Exceptional levels of tank cleaning from the new Alfa Laval TJ40G.

Information by region

All comments are excluding currency effects.

Western Europe including Nordic

Order intake increased in the fourth quarter compared with the third for large projects as well as the base business*. Demand for spare parts and services was also positive across the region. Among the segments, Sanitary, Marine & Diesel Equipment, Marine Offshore Systems, Energy & Process and Water & Waste Treatment had a positive development. All sub-regions reported growth, except Nordic which had a strong third quarter.

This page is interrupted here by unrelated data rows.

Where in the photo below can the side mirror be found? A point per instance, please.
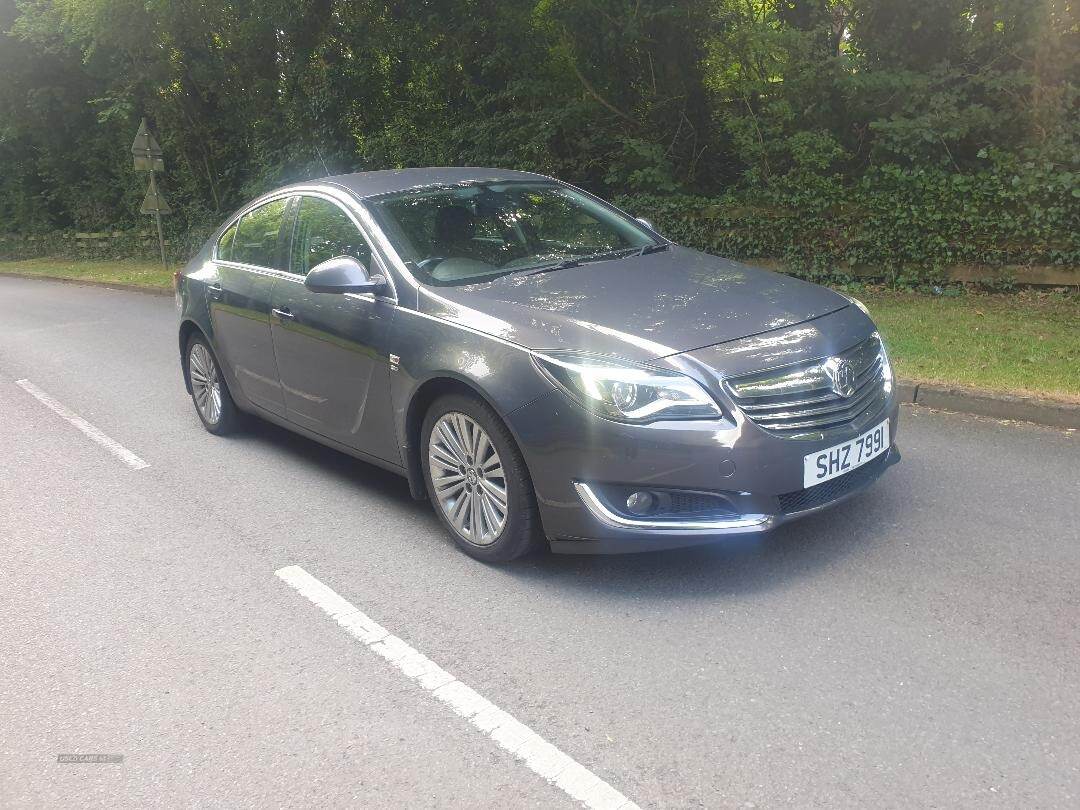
(342, 274)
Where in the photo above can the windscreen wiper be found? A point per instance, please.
(579, 260)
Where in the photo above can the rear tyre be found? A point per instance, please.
(208, 392)
(477, 481)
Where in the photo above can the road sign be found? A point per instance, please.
(145, 146)
(154, 203)
(148, 158)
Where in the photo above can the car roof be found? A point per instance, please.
(370, 184)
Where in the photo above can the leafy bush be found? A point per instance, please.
(905, 225)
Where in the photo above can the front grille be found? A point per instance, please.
(800, 399)
(670, 503)
(829, 490)
(682, 503)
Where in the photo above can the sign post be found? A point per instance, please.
(148, 158)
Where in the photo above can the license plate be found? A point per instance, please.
(845, 457)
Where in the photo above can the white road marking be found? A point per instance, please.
(539, 755)
(93, 433)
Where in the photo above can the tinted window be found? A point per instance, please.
(324, 231)
(474, 232)
(225, 244)
(256, 240)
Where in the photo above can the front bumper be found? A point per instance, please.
(574, 455)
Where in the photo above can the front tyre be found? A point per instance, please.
(208, 392)
(477, 481)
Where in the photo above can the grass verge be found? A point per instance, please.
(1021, 342)
(119, 271)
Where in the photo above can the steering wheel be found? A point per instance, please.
(429, 264)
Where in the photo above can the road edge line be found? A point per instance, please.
(89, 430)
(536, 753)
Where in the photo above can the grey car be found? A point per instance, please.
(540, 365)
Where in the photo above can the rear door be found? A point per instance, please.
(248, 257)
(332, 348)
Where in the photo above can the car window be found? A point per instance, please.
(324, 231)
(476, 231)
(225, 243)
(256, 240)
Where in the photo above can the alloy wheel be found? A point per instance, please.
(468, 478)
(205, 382)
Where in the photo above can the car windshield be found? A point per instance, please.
(473, 232)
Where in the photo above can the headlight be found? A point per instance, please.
(626, 392)
(859, 304)
(886, 365)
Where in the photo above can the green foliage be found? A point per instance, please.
(906, 224)
(827, 133)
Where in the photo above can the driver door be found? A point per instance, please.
(332, 348)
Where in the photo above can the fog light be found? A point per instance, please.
(640, 503)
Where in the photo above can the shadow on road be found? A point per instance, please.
(732, 565)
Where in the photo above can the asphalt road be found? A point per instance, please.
(916, 647)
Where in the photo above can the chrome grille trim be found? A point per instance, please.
(800, 397)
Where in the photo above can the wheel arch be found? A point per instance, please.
(420, 401)
(188, 327)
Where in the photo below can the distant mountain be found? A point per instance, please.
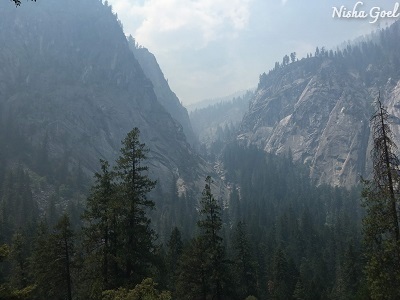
(162, 90)
(219, 121)
(319, 107)
(209, 102)
(71, 86)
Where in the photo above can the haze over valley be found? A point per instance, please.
(199, 150)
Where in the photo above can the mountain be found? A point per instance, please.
(162, 90)
(219, 121)
(70, 86)
(210, 102)
(318, 108)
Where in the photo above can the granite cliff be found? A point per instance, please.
(70, 80)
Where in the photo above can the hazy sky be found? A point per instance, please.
(212, 48)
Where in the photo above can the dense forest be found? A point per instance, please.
(64, 235)
(278, 236)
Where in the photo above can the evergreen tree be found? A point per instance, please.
(174, 253)
(381, 201)
(210, 223)
(101, 238)
(244, 263)
(52, 261)
(137, 249)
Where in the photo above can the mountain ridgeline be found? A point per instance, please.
(319, 107)
(72, 88)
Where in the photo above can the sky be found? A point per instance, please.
(213, 48)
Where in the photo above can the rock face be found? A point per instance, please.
(164, 94)
(68, 76)
(319, 108)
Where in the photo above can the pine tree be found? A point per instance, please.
(133, 186)
(210, 224)
(174, 253)
(101, 229)
(381, 201)
(243, 262)
(52, 261)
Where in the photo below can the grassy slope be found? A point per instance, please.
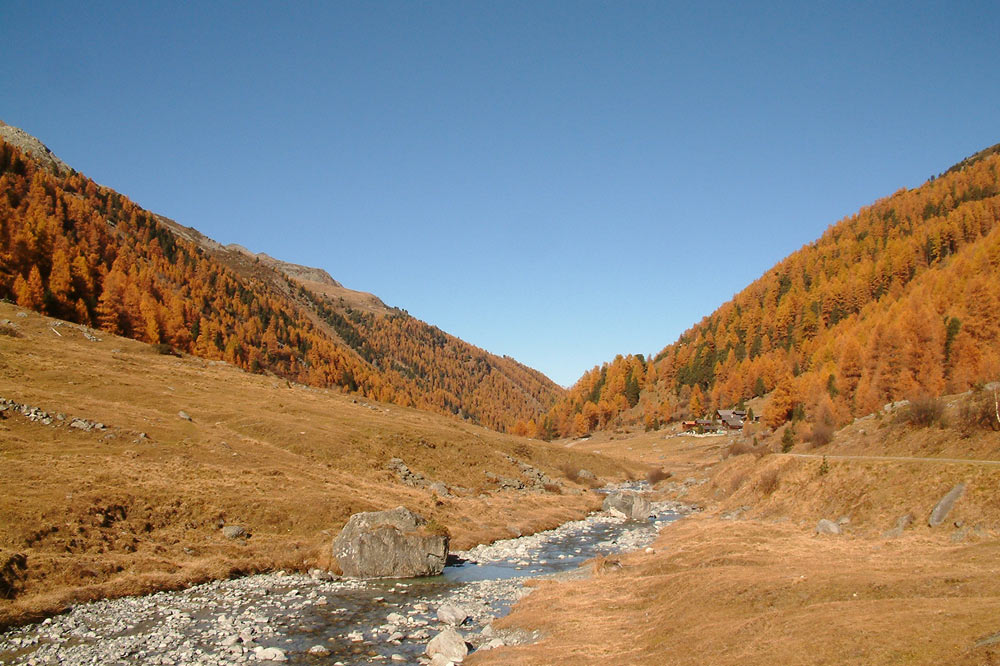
(764, 589)
(106, 514)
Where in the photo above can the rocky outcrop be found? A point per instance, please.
(405, 474)
(632, 505)
(389, 544)
(945, 504)
(826, 526)
(45, 418)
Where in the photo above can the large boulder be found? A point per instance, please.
(633, 505)
(389, 544)
(448, 645)
(944, 506)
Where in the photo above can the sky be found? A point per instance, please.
(560, 182)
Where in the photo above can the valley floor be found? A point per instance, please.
(749, 581)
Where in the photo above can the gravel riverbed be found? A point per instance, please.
(317, 619)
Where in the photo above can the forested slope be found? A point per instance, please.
(898, 300)
(82, 252)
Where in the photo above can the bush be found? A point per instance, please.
(656, 475)
(434, 527)
(769, 481)
(788, 439)
(571, 472)
(821, 435)
(978, 411)
(12, 566)
(165, 349)
(925, 411)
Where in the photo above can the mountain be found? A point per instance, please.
(900, 300)
(76, 250)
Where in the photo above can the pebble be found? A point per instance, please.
(240, 621)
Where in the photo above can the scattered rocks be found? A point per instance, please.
(405, 474)
(825, 526)
(452, 614)
(902, 523)
(269, 654)
(440, 489)
(449, 645)
(45, 418)
(234, 532)
(945, 504)
(506, 482)
(389, 544)
(239, 621)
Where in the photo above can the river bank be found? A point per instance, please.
(298, 618)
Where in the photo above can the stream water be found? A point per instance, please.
(316, 621)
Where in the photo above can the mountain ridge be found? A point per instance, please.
(83, 252)
(896, 301)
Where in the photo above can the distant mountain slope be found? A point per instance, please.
(901, 299)
(82, 252)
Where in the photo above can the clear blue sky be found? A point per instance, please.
(556, 181)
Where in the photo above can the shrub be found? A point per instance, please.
(925, 411)
(656, 475)
(769, 481)
(165, 349)
(571, 472)
(788, 439)
(434, 527)
(738, 448)
(821, 435)
(978, 411)
(12, 568)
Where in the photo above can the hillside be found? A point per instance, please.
(186, 445)
(899, 300)
(73, 249)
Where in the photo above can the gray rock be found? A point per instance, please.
(440, 489)
(389, 544)
(449, 644)
(452, 614)
(405, 474)
(634, 506)
(827, 527)
(234, 532)
(493, 644)
(902, 523)
(269, 654)
(945, 504)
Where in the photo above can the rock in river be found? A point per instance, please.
(449, 645)
(389, 544)
(633, 505)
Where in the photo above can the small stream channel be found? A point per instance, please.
(342, 621)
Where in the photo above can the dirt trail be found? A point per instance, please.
(956, 461)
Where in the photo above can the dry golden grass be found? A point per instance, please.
(747, 592)
(114, 513)
(764, 589)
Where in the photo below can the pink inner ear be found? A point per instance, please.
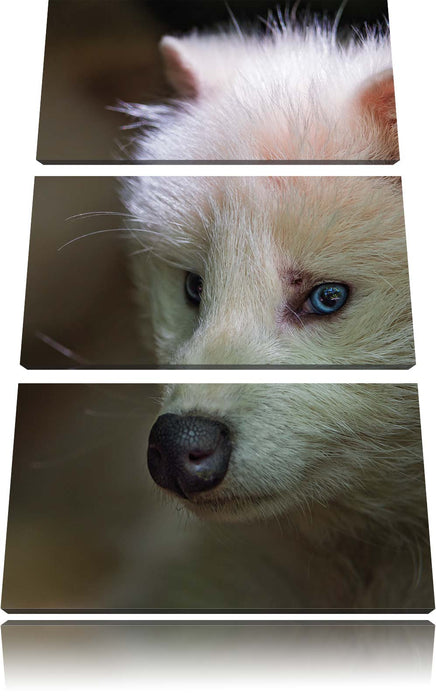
(179, 72)
(378, 99)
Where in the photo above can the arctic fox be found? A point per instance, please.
(294, 94)
(329, 478)
(272, 270)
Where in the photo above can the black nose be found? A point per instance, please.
(188, 454)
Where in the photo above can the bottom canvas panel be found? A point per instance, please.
(218, 498)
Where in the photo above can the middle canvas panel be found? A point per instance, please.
(218, 271)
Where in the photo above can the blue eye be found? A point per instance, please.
(193, 288)
(328, 297)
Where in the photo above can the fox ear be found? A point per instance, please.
(179, 68)
(376, 104)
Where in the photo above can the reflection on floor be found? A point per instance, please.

Central and Eastern Europe

The region reported a growing order intake in the fourth quarter compared to the third. The main reason was a sizeable order for waste heat recovery systems in Turkey. The base business had a strong development, mainly driven by Sanitary and Service, which both did well across the region. Russia, which did well throughout the year, saw a decline compared to the previous quarter as there were fewer larger projects booked in the quarter.

North America

Order intake in North America was unchanged in the fourth quarter compared to the third, for large projects as well as the base business. The Service segment reported growth. Overall, in the region, Industrial Equipment, OEM and Food & Life Science all had a positive development.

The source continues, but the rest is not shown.